下载后上传到:192.168.116.200 虚拟主机的 /opt/application-src
中
有网可以直接在 192.168.116.200 上用 wget 命令获取:
wget https://github.com/goharbor/harbor/releases/download/v2.3.1/harbor-offline-installer-v2.3.1.tgz
解压到 /opt
目录下:
tar xf harbor-offline-installer-v2.3.1.tgz -C /opt/
将 /etc/harbor 目录加上版本号并建立软连接(便于版本管理):
# /opt 目录下
mv harbor/ harbor-v2.3.1
ln -s /opt/harbor-v2.3.1/ /opt/harbor
# 在 /opt/harbor 目录下
# 拷贝模板配置文件
cp harbor.yml.tmpl harbor.yml
# 编辑配置文件
vi harbor.yml
修改内容:
将 hostname 配置到之前设计的业务域上
hostname: harber.k8s.com
原本想设置的是:harbor.k8s.com ,但是写出了,导致了后面出现的问题,但是可以通过其他方式解决,详细见后面的内容。
修改 htpp 端口,默认是 80,改成 180(防止将来使用 80 时被占用)
http:
port: 180
修改默认的管理原密码
harbor_admin_password: Harbor12345
修改日志相关配置
# Log configurations
log:
# options are debug, info, warning, error, fatal
level: info
# configs for logs in local storage
local:
# Log files are rotated log_rotate_count times before being removed. If count is 0, old versions are removed rather than rotated.
rotate_count: 50
# Log files are rotated only if they grow bigger than log_rotate_size bytes. If size is followed by k, the size is assumed to be in kilobytes.
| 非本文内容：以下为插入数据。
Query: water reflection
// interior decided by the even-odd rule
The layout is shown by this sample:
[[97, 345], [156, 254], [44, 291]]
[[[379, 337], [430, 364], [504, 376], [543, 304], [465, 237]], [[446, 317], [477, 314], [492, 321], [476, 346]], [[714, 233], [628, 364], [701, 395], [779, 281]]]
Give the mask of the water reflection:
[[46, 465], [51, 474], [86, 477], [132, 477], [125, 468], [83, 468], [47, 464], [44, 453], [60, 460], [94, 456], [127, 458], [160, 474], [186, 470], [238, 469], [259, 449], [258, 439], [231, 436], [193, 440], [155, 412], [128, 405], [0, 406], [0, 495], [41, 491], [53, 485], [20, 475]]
# If the M is used, the size is in megabytes, and if G is used, the size is in gigabytes. So size 100, size 100k, size 100M and size 100G
# are all valid.
rotate_size: 200M
# The directory on your host that store log 日志保存地址
location: /data/harbor/logs
修改默认数据存储目录:
# The default data volume
data_volume: /data/harbor
mkdir -p /data/harbor/logs
创建相应的目录
遇到的问题:安装时最后出现 https 相关的错误 没有设置ssl证书
prepare base dir is set to /opt/harbor-v2.3.1
Error happened in config validation…
ERROR:root:Error: The protocol is https but attribute ssl_cert is not set
所以需要先把 https 相关的配置注释掉。
harbor 是一个基于 docker 引擎的单机编排的软件,需要依赖 docker-compose 。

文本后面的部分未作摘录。